Lately I've been hearing about latest advancements in quantum computers, such as the chinese group breaks distance record for teleporting qubits (As seen on phys.org, Unfortunately i cannot post that link because i am new). I was just wondering if anybody could clear up what a quantum computer is? And how does it work? All i know is that it uses quantum entanglement, and it stores information in qubits.

2. May 15, 2012

### scijeebus

There's different ways quantum computing can take place. Some revolve around the superposition of sub-atomic particles, some revolve around entanglement and/or teleportation of photons.
Quantum computers use "qubits" as units of information, which is essentially every infinite number between 0 and 1, like an extension of the classical binary code. Particles on the sub-atomic scale don't really have a finite state or position, and instead occupy a multitude of probable positions and momentum simultaneously, and this property is called superposition.
It's still being worked on, but it uses the vector states of these positions, since when you actually measure a particle, the path or momentum you see is defined and isn't a superposition, it's probability collapses to that of specific known values, and scientists are trying to work on a way to use this.
http://en.wikipedia.org/wiki/Qubits

3. May 16, 2012

### Physics Monkey

You've got the basics already.

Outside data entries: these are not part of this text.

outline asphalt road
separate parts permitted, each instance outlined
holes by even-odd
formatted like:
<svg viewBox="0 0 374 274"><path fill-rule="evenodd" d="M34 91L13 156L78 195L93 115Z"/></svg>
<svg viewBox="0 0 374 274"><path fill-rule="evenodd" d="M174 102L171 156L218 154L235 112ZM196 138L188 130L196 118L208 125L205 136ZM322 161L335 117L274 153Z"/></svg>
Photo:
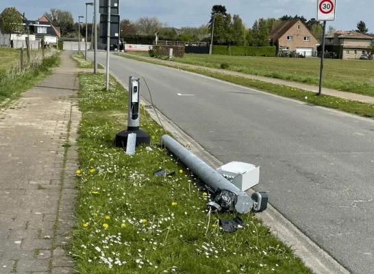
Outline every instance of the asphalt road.
<svg viewBox="0 0 374 274"><path fill-rule="evenodd" d="M259 164L272 206L351 273L373 273L374 123L119 56L110 69L143 76L156 108L221 162Z"/></svg>

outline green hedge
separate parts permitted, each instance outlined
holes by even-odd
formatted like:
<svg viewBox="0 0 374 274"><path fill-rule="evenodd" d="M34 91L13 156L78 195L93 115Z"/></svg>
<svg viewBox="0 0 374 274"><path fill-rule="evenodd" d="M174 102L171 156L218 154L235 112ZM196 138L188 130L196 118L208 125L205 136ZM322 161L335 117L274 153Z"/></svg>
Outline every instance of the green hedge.
<svg viewBox="0 0 374 274"><path fill-rule="evenodd" d="M275 47L213 46L213 54L242 56L275 56Z"/></svg>

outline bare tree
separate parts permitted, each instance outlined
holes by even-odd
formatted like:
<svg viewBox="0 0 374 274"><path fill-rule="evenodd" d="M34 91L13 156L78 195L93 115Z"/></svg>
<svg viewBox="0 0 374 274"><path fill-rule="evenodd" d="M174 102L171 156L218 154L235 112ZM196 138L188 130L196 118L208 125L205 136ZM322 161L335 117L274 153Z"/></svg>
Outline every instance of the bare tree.
<svg viewBox="0 0 374 274"><path fill-rule="evenodd" d="M157 17L140 17L135 23L136 33L141 35L154 35L162 25Z"/></svg>

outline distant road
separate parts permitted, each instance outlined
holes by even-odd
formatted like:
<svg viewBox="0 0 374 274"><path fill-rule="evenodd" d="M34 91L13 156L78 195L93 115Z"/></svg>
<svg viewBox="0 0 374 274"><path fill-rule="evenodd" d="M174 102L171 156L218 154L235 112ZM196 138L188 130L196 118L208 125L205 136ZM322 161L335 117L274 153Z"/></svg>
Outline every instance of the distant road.
<svg viewBox="0 0 374 274"><path fill-rule="evenodd" d="M157 108L221 162L259 164L255 188L275 208L352 273L374 273L373 121L113 55L110 69L143 76Z"/></svg>

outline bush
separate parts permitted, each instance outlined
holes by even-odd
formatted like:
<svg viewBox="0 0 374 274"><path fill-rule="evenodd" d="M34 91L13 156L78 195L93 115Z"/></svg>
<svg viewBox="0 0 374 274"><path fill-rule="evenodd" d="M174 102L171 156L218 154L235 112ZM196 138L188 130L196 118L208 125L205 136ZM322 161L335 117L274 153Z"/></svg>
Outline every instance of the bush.
<svg viewBox="0 0 374 274"><path fill-rule="evenodd" d="M230 67L230 65L228 64L227 63L222 63L220 67L221 68L223 68L223 69L227 69Z"/></svg>
<svg viewBox="0 0 374 274"><path fill-rule="evenodd" d="M153 46L153 49L158 56L168 56L169 49L173 49L173 55L174 57L183 57L184 55L184 46L169 46L166 45Z"/></svg>
<svg viewBox="0 0 374 274"><path fill-rule="evenodd" d="M213 46L213 54L241 56L275 56L275 47Z"/></svg>

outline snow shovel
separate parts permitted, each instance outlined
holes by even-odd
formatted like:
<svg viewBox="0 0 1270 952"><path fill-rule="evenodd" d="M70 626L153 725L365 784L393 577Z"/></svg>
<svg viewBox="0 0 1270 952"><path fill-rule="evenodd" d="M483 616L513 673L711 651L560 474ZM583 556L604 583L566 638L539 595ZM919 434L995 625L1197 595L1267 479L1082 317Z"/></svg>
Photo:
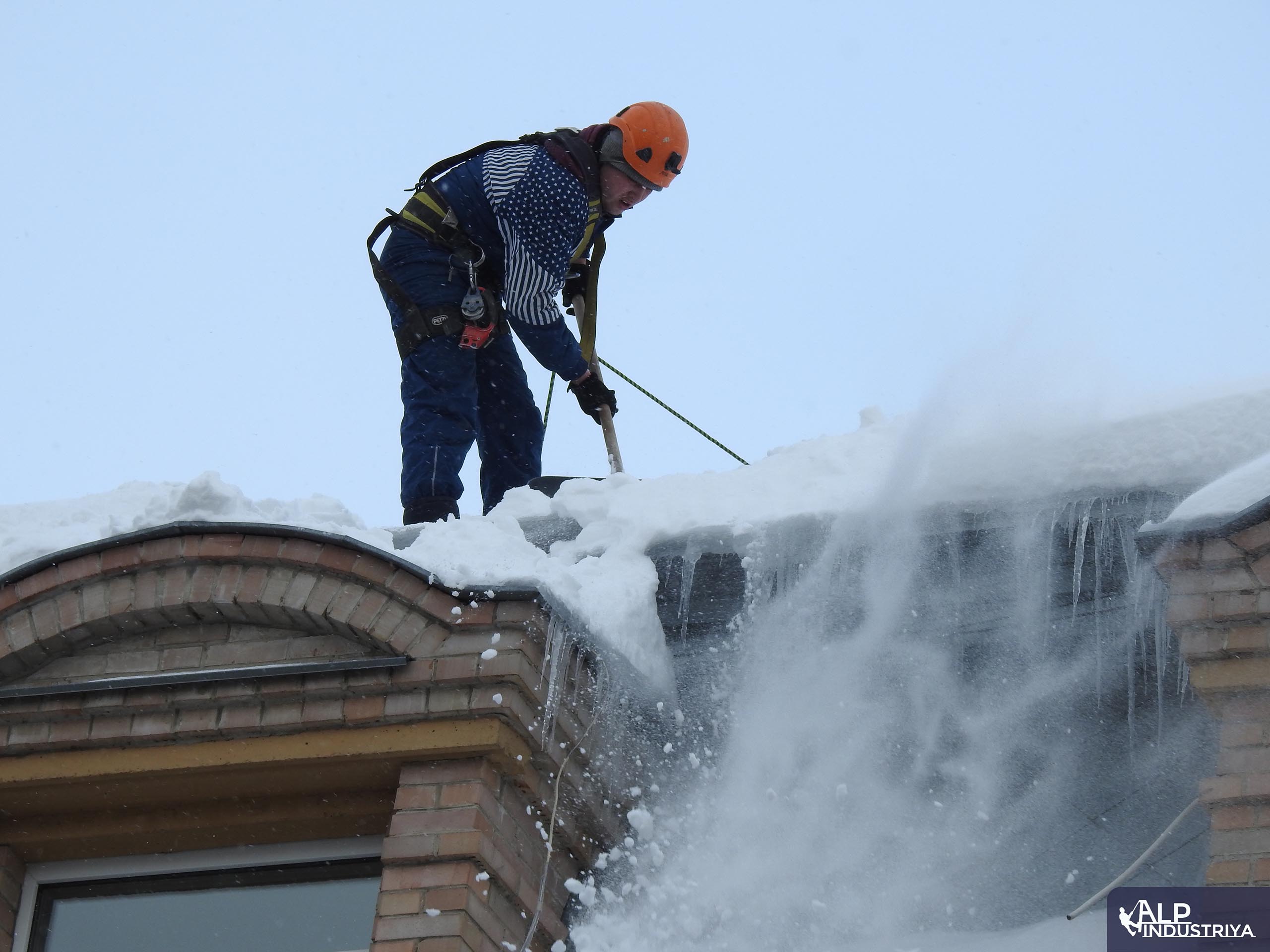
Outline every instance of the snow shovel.
<svg viewBox="0 0 1270 952"><path fill-rule="evenodd" d="M587 273L587 293L573 296L573 314L578 319L578 333L582 338L582 355L585 358L591 372L601 382L605 376L599 372L599 358L596 357L596 286L599 282L599 261L605 256L605 236L596 239L594 249L591 254L591 269ZM617 430L613 428L613 414L607 406L599 407L599 428L605 432L605 451L608 454L608 472L626 472L622 466L622 451L617 447ZM530 480L530 489L536 489L547 496L554 496L565 480L599 479L598 476L538 476Z"/></svg>

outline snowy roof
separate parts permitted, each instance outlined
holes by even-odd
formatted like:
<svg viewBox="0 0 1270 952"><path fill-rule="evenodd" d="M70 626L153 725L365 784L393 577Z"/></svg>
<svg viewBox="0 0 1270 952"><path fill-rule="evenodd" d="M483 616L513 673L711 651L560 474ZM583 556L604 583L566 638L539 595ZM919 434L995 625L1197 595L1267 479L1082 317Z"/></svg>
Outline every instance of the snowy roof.
<svg viewBox="0 0 1270 952"><path fill-rule="evenodd" d="M1143 534L1208 534L1270 518L1270 453L1231 470L1186 496L1163 522L1148 522Z"/></svg>
<svg viewBox="0 0 1270 952"><path fill-rule="evenodd" d="M1209 400L1153 399L1151 413L1091 414L946 402L855 433L772 451L753 466L650 480L566 482L554 499L517 489L488 517L434 523L396 555L456 589L533 589L641 671L664 674L657 571L648 552L712 537L744 551L767 526L796 518L966 509L1025 500L1106 498L1138 489L1186 494L1270 452L1270 386ZM535 520L578 524L547 551ZM250 500L216 473L188 484L130 482L74 500L0 505L0 572L72 546L174 522L304 526L392 552L338 500ZM655 677L654 677L655 679Z"/></svg>

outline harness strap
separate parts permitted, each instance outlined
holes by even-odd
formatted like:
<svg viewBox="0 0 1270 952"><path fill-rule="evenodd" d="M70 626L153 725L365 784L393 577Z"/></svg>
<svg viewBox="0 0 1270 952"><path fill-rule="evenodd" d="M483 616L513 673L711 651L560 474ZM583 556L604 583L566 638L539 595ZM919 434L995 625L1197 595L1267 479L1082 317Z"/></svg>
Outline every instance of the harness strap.
<svg viewBox="0 0 1270 952"><path fill-rule="evenodd" d="M605 235L601 232L596 236L596 248L591 253L591 268L587 270L587 305L582 314L577 314L578 308L574 307L575 316L578 319L578 341L582 347L582 359L588 364L596 359L596 296L597 287L599 284L599 263L605 258Z"/></svg>
<svg viewBox="0 0 1270 952"><path fill-rule="evenodd" d="M405 289L389 275L375 254L375 242L380 240L385 231L398 223L400 223L400 216L395 212L389 212L389 216L376 225L370 237L366 239L366 253L371 259L371 273L375 275L375 282L384 288L384 293L387 294L401 316L398 326L392 329L392 335L396 338L398 354L404 360L424 340L462 333L464 315L458 305L419 307L405 293ZM494 329L493 336L507 334L509 330L507 320L499 315L498 326Z"/></svg>
<svg viewBox="0 0 1270 952"><path fill-rule="evenodd" d="M594 150L575 129L560 128L555 132L531 132L516 141L495 140L483 142L479 146L469 149L466 152L460 152L458 155L433 162L419 176L414 189L408 189L413 190L414 194L406 199L401 211L394 212L391 208L386 208L387 217L380 221L366 239L366 253L371 259L371 273L375 275L375 282L384 289L384 293L400 312L401 320L394 334L398 341L398 353L401 354L403 360L429 338L461 333L464 330L464 316L457 305L437 305L425 308L415 305L410 300L410 296L389 275L387 270L380 263L378 256L375 254L375 242L382 237L385 231L398 225L409 228L425 241L443 248L458 258L467 258L467 260L481 258L484 253L462 230L458 223L458 216L455 215L453 208L450 207L446 197L437 188L436 180L456 165L461 165L481 152L514 145L542 146L552 159L575 171L587 190L587 223L583 228L582 241L578 242L570 258L577 259L584 255L594 239L594 263L599 264L599 258L603 256L603 236L596 236L596 225L599 222L602 211L599 198L599 162L596 159ZM594 277L592 281L594 281ZM591 297L593 297L594 287L591 288ZM497 303L497 300L494 303ZM594 312L592 311L592 314ZM509 330L511 327L507 324L505 316L499 314L494 334L505 334ZM592 317L589 339L588 331L583 330L583 353L587 353L588 349L594 349L594 317Z"/></svg>

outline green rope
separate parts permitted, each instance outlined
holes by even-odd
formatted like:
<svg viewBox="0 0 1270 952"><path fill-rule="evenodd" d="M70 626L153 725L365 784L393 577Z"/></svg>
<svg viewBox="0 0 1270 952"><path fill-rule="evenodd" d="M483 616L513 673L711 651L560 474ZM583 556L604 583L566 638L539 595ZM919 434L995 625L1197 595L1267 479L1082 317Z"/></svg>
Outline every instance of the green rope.
<svg viewBox="0 0 1270 952"><path fill-rule="evenodd" d="M551 391L555 390L555 372L551 373L551 380L547 381L547 405L542 409L542 432L547 432L547 418L551 416Z"/></svg>
<svg viewBox="0 0 1270 952"><path fill-rule="evenodd" d="M697 426L697 424L695 424L695 423L693 423L692 420L690 420L690 419L688 419L687 416L685 416L683 414L681 414L681 413L679 413L678 410L676 410L674 407L672 407L672 406L669 406L669 405L664 404L663 401L658 400L658 399L657 399L655 396L653 396L652 393L649 393L649 392L648 392L646 390L644 390L644 387L641 387L641 386L640 386L639 383L636 383L636 382L635 382L635 381L632 381L632 380L631 380L630 377L627 377L627 376L626 376L625 373L622 373L622 372L621 372L621 371L618 371L618 369L617 369L616 367L613 367L613 366L612 366L611 363L608 363L608 360L606 360L606 359L605 359L605 358L602 358L602 357L601 357L601 358L598 358L598 359L599 359L599 363L601 363L601 364L603 364L603 366L605 366L605 367L607 367L607 368L608 368L610 371L612 371L612 372L613 372L613 373L616 373L616 374L617 374L618 377L621 377L621 378L622 378L624 381L626 381L627 383L630 383L630 385L631 385L632 387L635 387L635 390L638 390L638 391L639 391L640 393L643 393L643 395L644 395L644 396L646 396L646 397L648 397L649 400L652 400L652 401L653 401L654 404L657 404L657 405L658 405L658 406L660 406L660 407L662 407L663 410L665 410L667 413L669 413L669 414L671 414L672 416L674 416L676 419L679 419L679 420L682 420L683 423L688 424L688 425L690 425L690 426L691 426L692 429L695 429L695 430L696 430L697 433L700 433L700 434L701 434L702 437L705 437L706 439L709 439L709 440L710 440L711 443L714 443L714 444L715 444L716 447L719 447L719 448L720 448L720 449L721 449L723 452L725 452L725 453L726 453L728 456L730 456L730 457L732 457L733 459L739 459L739 461L740 461L740 462L742 462L743 465L745 465L745 466L749 466L749 462L748 462L747 459L742 459L742 458L740 458L739 456L737 456L737 454L735 454L734 452L732 452L730 449L728 449L728 447L725 447L725 446L724 446L723 443L720 443L720 442L719 442L718 439L715 439L715 438L714 438L714 437L711 437L711 435L710 435L709 433L706 433L706 432L705 432L704 429L701 429L700 426Z"/></svg>

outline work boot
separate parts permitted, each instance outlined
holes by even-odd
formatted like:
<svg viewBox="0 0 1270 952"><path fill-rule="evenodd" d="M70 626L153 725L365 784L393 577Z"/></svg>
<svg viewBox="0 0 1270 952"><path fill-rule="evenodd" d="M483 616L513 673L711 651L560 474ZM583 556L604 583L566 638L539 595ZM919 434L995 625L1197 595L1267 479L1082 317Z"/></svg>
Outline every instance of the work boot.
<svg viewBox="0 0 1270 952"><path fill-rule="evenodd" d="M444 522L447 517L458 518L458 500L451 496L422 496L401 510L401 524L414 526L420 522Z"/></svg>

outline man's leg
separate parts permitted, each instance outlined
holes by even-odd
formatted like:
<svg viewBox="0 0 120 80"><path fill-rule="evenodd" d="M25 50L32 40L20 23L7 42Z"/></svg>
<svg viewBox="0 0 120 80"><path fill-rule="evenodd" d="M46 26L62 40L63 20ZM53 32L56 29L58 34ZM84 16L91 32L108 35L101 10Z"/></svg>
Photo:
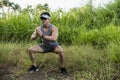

Quantum information is stored in qubits while operations are performed by acting on the qubits with unitary "gates". For example, a very important gate is CNOT which acts on two qubits and flips the second qubit between 0 and 1 provided the first control qubit is 1. In equations, if x and y take values 0 and 1 then $U_{CNOT} |x, y\rangle = |x, x+y \rangle$ and the addition is binary i.e. mod 2. At this level the important differences between classical and quantum computation is that there are more kinds of quantum gates and quantum gates can act on superpositions e.g. $U_{CNOT} (|00\rangle - |11 \rangle) = |00\rangle - |10\rangle .$

However, a quantum computer is not just a massively parallel classical computer as is often claimed. There is a very simple reason why: whenever you measure the state of the computer you only get a single answer. Thus even if in some sense a quantum computer is "doing all calculations at once", you only get to see one answer at a time. The real power of a quantum computer comes from interface i.e. from the fact that amplitudes can be negative (or complex). The key is to use interference to your advantage so that a few measurements of the computer give you the answer you want. Thus quantum computers can solve some problems faster than classical computers but they are not all powerful computing machines.

Finally, on a practical front, the crucial development of quantum error correction means that quantum computation is in principle feasible. We don't need any kind of crazy level of control to achieve the sort of superpositions and entanglement necessary to do quantum computation. In my opinion this makes the quantum computer a question of time only.

Hope this helps.

4. May 16, 2012

### nitsuj

The only quantum computing thing I heard is it uses particle spin, and not as in "entanglement" but as in binary computing at nearly unrestricted speeds. (no heat/volts/durability issue)

Quantum being a reference to the nano-tech, again not entanglement.

Physics Monkey, is there a more easy to understand explanation for the "entanglement" computing you mention?

btw this is all iirc

5. May 21, 2012

So quantum computers use entanglement to perform a ton of operations simulataneously. N quibits holding the same state you would expect of 2^N bits, via entanglement. But can quantum computers be turing complete if they depend on linear operations on the quibits? Are there any nonlinear operations that can be performed on quibit strings without collapsing the state (voiding all the entangled information) and feeding into a classical stage?

xor is linear. not is linear.

or might be sort of kludged as a linear operation if you read everything over threshhold x as on, if you don't add too much signal to some bits and drown out others. But it would mess up subsequent operations.

and appears nonlinear. if is nonlinear.

edit: Oh wait! I get it! In order to perform irreversible/nonlinear operations, you would have to start with a buffer of uniformly zeroed quibits, or uniformly one'd quibits. Operations analogous to rotation can be performed on your working quibit array that amount to things like and-ing, if-ing, ect. But you would eventually run out of zero-buffer. Can you remove a buffer from a quantum system to refresh it without destroying your working buffer's state?

Last edited: May 22, 2012